假如都沒雕刻/塑形過東西或對3D感很差的...,建議用油土(至少不會乾

過程2  製作模具 
       (上矽膠>中間貼油土壩(油土)>上一面的石膏(左面)>撤除油土壩>交接處塗凡士林>上一面的石膏(右面)


沒拍到上油土壩的那張實在抱歉@@...蠻重要的過程
油土壩的功用就是擋住左面的石膏,左面硬化後,就能撤除油土壩了
交接處塗凡士林是為了分開左右模,也就是上右面石膏不會黏在一起

過程3 成品
       (混合AB樹脂>倒進模具,轉啊轉>轉到凝固平均,依需要的厚度,決定次數)(通常我都是100g x 6 次)
用文字似乎很朦朧,底下有個備註(1)




過程4 組裝
      底下有一些比較簡單的製作過程就省略了

     鋸開(70D,還蠻好鋸的)

     4cm眼睛製作

     LED 3D eye 試做


     牙齒跟舌頭製作


     比對

     上色

     然後就組裝完了...(用環氧樹脂補土,黏住眼睛修飾跟製作嘴唇


     鼻子跟一堆肉球(矽膠),有模具就停不下來了啊~(做太多

     布料


過程5 上布料




這是我第一個頭部作品~

不是很滿意的成品,理論上能做更好...(個性驅使..

特此感謝 丁丁鼠, 模型狂人前輩

最近都是在Plurk上更新
http://www.plurk.com/AF91N



----------------------------------備註--------------------------------------
翻模製作可以參考這個youtube (作者Beetlecat)

----------


## 火狼

af91n好厲害呀（該怎麼稱呼您呢？）
上述的做法跟國外製作獸頭的方法幾乎一模一樣呢
個狼認為這種做法比較接近真實的狼頭
眼睛的led是怎麼插入的？

本狼在想
如果搭配3d列印的話
製作成本和時間應該會下降許多
也應該惠更精細
感謝分享~

----------


## AF91N

我就叫AF91N 

LED我是直接插在半圓矽膠膜上@@(然後倒入透明UP/Epoxy樹脂),不過拔起來就很麻煩XDD

3D列印成本跟時間不會低到哪去,畫3D模型需要技術跟時間,印出來也蠻久的...

----------


## 月光銀牙

好可愛喔~~

作法明確，簡直不敢相信

眼睛看起來好逼真

貼上毛布之後簡直超逼真的

不過眼睛是怎麼做的啊?

----------


## AF91N

不難...要先製作矽膠模具,難度跟製作肥皂模一樣簡單 

黏住(吊住)要翻模的圓形體,倒矽膠下去等待凝固

矽膠凝固後倒入透明樹脂等待樹脂凝固即可,成型就是半圓透明球體了

建議使用油性筆畫出眼睛跟瞳孔,拿E6000萬用膠黏住即可

為此我還跑去買七龍珠=  =... (因為剛好4cm光滑球面,又不少顆XDD)

----------


## 沃斯特

做得好精緻喔，不知道你花了多少時間完成的？

----------


## AF91N

每天約平均2小時,差不多21天吧,約42小時 (2014 12/9 >2015 1/1)

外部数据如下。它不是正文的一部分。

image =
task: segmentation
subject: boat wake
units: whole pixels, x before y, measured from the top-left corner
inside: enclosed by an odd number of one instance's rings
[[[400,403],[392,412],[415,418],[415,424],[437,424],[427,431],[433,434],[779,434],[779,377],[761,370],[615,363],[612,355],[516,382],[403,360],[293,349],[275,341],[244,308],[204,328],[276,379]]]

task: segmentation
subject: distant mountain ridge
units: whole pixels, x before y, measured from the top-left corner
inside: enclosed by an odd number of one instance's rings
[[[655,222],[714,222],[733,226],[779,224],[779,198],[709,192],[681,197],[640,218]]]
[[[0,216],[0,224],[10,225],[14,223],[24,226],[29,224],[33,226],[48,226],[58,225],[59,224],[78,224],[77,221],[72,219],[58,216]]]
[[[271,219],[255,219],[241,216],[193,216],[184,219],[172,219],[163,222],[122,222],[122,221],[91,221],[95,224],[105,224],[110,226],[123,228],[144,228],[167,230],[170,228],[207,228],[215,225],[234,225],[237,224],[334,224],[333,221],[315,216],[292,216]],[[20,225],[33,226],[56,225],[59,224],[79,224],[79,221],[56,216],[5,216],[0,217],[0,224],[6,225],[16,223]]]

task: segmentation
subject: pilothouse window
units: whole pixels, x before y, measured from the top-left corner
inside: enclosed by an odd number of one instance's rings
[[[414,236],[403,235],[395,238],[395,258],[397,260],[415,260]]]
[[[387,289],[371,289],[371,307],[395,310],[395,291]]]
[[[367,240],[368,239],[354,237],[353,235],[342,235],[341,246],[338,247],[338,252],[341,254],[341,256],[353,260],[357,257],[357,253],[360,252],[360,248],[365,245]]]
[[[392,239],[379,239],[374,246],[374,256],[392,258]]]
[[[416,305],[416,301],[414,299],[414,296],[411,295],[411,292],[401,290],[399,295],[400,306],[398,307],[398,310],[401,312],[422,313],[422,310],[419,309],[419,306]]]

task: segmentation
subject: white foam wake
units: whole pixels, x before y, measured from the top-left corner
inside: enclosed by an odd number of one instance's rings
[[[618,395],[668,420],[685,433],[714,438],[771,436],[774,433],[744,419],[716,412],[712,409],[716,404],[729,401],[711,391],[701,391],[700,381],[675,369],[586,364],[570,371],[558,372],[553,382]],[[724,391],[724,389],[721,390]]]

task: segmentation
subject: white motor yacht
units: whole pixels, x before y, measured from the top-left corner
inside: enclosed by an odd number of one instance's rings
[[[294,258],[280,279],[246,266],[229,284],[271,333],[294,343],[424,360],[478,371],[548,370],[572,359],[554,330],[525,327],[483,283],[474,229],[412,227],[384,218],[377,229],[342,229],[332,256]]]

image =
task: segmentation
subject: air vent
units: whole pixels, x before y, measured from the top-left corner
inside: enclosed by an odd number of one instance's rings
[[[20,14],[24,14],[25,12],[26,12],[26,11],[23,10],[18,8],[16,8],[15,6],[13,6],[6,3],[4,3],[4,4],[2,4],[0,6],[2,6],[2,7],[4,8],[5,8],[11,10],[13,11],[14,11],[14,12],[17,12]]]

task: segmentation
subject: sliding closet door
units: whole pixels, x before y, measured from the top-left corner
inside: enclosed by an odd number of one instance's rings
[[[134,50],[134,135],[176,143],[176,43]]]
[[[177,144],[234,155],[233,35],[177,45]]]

天數較多是因為進口的毛料延誤(拖了5天左右,卡到聖誕節,大/重物件都會延誤

----------


## 幻星嵐

模具製作感覺就很困難很耗時間...
而且模具應該很容易做不好而失敗吧...
覺得模具貼上那些毛布後整個超大改變!
感覺能做出來就好厲害~
之後有機會也想要自己或者和朋友一起嘗試做看看
感謝AF91N分享這些資訊OwO//

----------


## 拉古·拉龙特

想问这样可以看得到路吗嗷？？感觉似乎没有地方可以看到前面的说……外加led眼珠在大半夜似乎会有点恐怖嗷……

----------


## 帝獵

這個好厲害，感覺要作翻模處理是很大一件工程
而且不會第一次翻就能成功吧?
請問這要留多少當貼毛皮的厚度，還是要依毛的厚度判定
感覺上吻部留好長

----------


## AF91N

>幻星嵐
經驗法則,有教學是一回事,實際上做又是另一回事...,我自己也失敗了好幾次XD"

>拉古·拉龙特 
感覺洞很小,但實際上視野是很ok的XD  (比較貼近臉部的關係
LED當時只是試做XD,實際上是會使用試試看,半夜發光確實挺嚇人的 (手電筒模式(誤XD"

>帝獵
翻模的部分,我失敗了2次左右...,真的要有經驗,才知道要如何拿捏材料特性=  ="
E-2就是完完全全沒考慮到布厚度的作品,所以後來貼毛並剃掉之後感覺還是太寬了一些
所以在E-3就做了修正(也修短了嘴長

----------


## 參

能請問人頭的模型哪裡買嗎,找了很多地方都沒有,不知道哪裡可以買到

----------


## toy109

好厉害，很逼真。个人感觉翻模比较复杂，有难度很佩服，谢谢分享

----------


## 菜鳥

我覺得你做得很好
我很喜歡你的作品，你要好好加油喔！
希望你能作出更棒的作品！ :jcdragon-want:  :jcdragon-want:

----------